Knee pain may occur in one or both of the knee joints, or the muscles and tendons around the joints. The knee joint consists of ligaments, cartilage, menisci (plural for meniscus), large blood vessels and bones, etc. The complexity of the structure of the knee joint and the fact that it is an active weight-bearing joint make the knee one of the most commonly injured joints. Knee pain can be caused by any disorder of above tissues.

Knee pain usually results from overuse, poor form during physical activity, such as lack of warming up or cooling down, or inadequate stretching. Knee pain caused by a simple reason often lasts for a short time and will clear up on its own with self-care. Being overweight or carrying something heavy, perhaps during work for example, can be another reason for knee pain.

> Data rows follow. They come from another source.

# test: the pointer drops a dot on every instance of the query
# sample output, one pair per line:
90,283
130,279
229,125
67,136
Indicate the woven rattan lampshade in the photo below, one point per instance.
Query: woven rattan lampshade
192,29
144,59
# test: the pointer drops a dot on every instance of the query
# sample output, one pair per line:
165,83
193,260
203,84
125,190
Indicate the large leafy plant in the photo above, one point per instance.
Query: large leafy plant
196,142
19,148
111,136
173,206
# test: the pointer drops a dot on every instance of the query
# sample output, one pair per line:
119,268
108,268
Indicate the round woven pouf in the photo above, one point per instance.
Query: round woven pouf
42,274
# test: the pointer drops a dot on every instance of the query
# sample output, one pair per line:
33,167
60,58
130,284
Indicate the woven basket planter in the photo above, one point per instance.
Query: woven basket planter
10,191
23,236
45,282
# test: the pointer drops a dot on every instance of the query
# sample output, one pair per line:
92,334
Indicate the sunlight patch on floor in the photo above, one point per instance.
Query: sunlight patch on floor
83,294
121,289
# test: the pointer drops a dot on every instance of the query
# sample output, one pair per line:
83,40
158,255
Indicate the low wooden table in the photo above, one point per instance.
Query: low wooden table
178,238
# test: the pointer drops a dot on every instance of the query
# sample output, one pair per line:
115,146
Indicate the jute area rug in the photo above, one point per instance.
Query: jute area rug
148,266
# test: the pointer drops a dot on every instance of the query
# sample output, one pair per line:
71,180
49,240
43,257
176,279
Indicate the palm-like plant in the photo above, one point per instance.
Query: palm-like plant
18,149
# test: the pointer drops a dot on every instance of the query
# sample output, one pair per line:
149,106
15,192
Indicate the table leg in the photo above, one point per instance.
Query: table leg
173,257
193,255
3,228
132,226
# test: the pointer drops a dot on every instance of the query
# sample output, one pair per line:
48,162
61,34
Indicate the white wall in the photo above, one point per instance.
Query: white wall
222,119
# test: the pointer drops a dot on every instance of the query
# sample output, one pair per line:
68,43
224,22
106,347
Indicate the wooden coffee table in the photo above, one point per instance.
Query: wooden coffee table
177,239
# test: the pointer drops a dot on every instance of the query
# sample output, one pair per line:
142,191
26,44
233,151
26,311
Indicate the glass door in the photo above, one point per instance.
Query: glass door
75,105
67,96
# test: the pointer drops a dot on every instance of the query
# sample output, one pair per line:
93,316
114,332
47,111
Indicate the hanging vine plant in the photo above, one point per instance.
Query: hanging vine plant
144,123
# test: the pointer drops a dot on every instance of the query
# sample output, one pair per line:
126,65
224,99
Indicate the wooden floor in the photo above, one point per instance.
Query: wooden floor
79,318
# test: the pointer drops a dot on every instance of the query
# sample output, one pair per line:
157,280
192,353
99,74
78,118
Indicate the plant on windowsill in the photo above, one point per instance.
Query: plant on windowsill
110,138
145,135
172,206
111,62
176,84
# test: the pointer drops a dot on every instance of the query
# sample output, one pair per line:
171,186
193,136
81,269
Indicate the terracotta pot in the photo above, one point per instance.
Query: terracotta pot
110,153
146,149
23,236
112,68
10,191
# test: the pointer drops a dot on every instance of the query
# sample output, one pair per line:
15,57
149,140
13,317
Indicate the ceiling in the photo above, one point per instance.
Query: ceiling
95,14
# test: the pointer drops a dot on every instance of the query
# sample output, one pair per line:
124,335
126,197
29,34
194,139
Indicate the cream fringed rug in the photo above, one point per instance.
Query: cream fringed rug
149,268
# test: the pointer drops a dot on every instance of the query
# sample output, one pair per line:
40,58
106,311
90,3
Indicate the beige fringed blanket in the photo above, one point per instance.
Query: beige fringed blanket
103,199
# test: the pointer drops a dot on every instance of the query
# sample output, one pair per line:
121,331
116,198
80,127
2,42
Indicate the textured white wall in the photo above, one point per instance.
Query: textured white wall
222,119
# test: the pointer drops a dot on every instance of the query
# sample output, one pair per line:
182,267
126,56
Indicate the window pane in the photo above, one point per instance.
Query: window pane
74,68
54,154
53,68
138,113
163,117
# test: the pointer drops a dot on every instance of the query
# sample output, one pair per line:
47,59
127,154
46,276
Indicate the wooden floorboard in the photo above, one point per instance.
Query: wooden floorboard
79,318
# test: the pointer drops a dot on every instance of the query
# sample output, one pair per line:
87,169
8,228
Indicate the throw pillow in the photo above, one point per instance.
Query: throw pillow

In severe cases, knee pain can be caused by the following: knee injury; meniscus tears; tendonitis; bone fractures; arthritis; bursitis; Baker’s cyst; dislocation of the kneecap; torn ligament; strain or sprain, etc. Although there are situations in which surgery is required, most knee pain is treated conservatively, because most knee conditions respond to a combination of non-invasive treatments. Acupuncture and Chinese herbs are examples of these non-invasive treatments.

When TCM is properly applied, medications that target pain and inflammation could possibly be diminished, resulting in reduced side-effects from the medications. Performing knee exercises properly to strengthen and stretch the muscles that support the knee are vital for knee pain and injury prevention. Moreover, suitable footwear and weight control are also important for prevention of knee pain.

Generally, according to TCM theory it can be caused by invasion of the knee joints by External Wind, Cold, Damp and Heat, deficiency of the Liver and Kidney, or deficiency or stagnation of the Qi and Blood. Knee pain may be attributed to any of the following disorders in Western medicine: rheumatic fever; rheumatic arthritis; rheumatoid gout; hyperosteogeny of the knee joint; fibrositis; nerve pain; injury to the medial and lateral collateral ligaments of the knee joint; synovitis of the knee joint; chondromalacia of the patella; injury to the meniscus and strain of the subpatellar fat pad.